# Don't be scared off by the studying



## tbova (Jul 12, 2016)

I’m writing this in the hope that a few people will read it and not be scared off from taking the exam.  I remember coming to this board for the first time and seeing all the accounts of people spending 200, 300, or 400+ hours studying for the exam.  It seemed like such daunting task to fit this much studying on to my already pretty full plate.  The thought of it was pretty overwhelming and I put the exam off for a year because of it.  It certainly may take that many hours for someone to get prepared for the exam.  However, depending on many factors, it may not take that many at all. 


Did you graduate from school in the past 10 years?

Do you do calculations by hand regularly as part of your job?

Are you a good test taker?

Is the exam you are taking something you are already familiar with?  Some people work within the discipline/depth of the exam they will be taking.  Others do not.  It will obviously be a bit more difficult if you are testing outside your depth of knowledge.

I would say you may be able to cut the estimated study time by 50 hours for each of the questions you answered “yes” to above.

I was fortunate in that I answered yes to all four of these.  If you are in the same position, I would advise that you do not dive in and start studying MERM cover to cover.  I would suggest that you get the reference materials look them over enough to be familiar with them and take a sample exam right away.  By taking a sample exam you get a better idea of the type of questions you will see and it will quickly become apparent what you do and do not need to spend time studying. 

I took, and passed, the Mechanical – Thermal/Fluids exam on the first try and I studied for about 50 hours including taking the sample exam.  So it’s possible, depending on your situation, to get away with studying far less than you will see recommended.

Regardless, I think taking a sample exam early on is a good idea to get a sense of the questions to expect and can help you target what you do and do not need to work on.


----------



## starquest (Jul 13, 2016)

That is some pretty good logic/advice. 

I will say that I'm very impressed about your results.  It took me 23 hours alone to do the first pass of the ncees sample exam and an additional 35 hours to do the first pass of the MSM 6MS.   Although I only fit one of your four criteria (traditionally a good test taker...but that was 12 years prior).   I had 275 prep hours in total.   If I would have cut out the grueling MERM companion problems, it would have saved me 115 hours.   But I know for a fact that I wouldn't have been able to do at least 8 problems on the exam without running thru the MERM companion.  

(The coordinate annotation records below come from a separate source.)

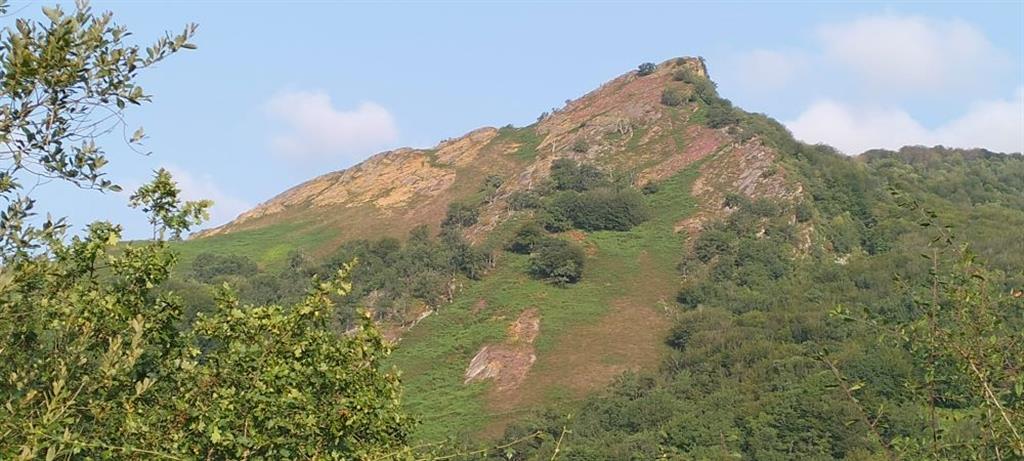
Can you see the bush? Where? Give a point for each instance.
(646, 69)
(673, 96)
(206, 266)
(527, 238)
(685, 76)
(720, 113)
(557, 261)
(603, 209)
(580, 145)
(461, 215)
(524, 200)
(704, 91)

Looking back, I think I over-studied but the exam itself was still a challenge.  But remember, it's only about 12 weeks.  That is less than a semester in college.   I thought of it this way;  I planned far in advance to devote 3 months for this exam.  I did 'put off the test' as a result, but I knew what I was getting into (thanks to this forum).   My immediate family was involved and on board with the plan which left the only major uncontrollable variables being work and health.  Thankfully health wasn't an issue so that left the day-to-day struggles from work.  In all, it was rough at times but fully doable.  And before you know it, the exam day comes and goes.   As another member here who studied at the same time as I said to me recently; for this exam, "hard work always pays off"


----------



## DETLTU (Jul 26, 2016)

I agree with what both of you have said.  Hearing people say they failed after studying for 200-300 hours seemed pretty discouraging.  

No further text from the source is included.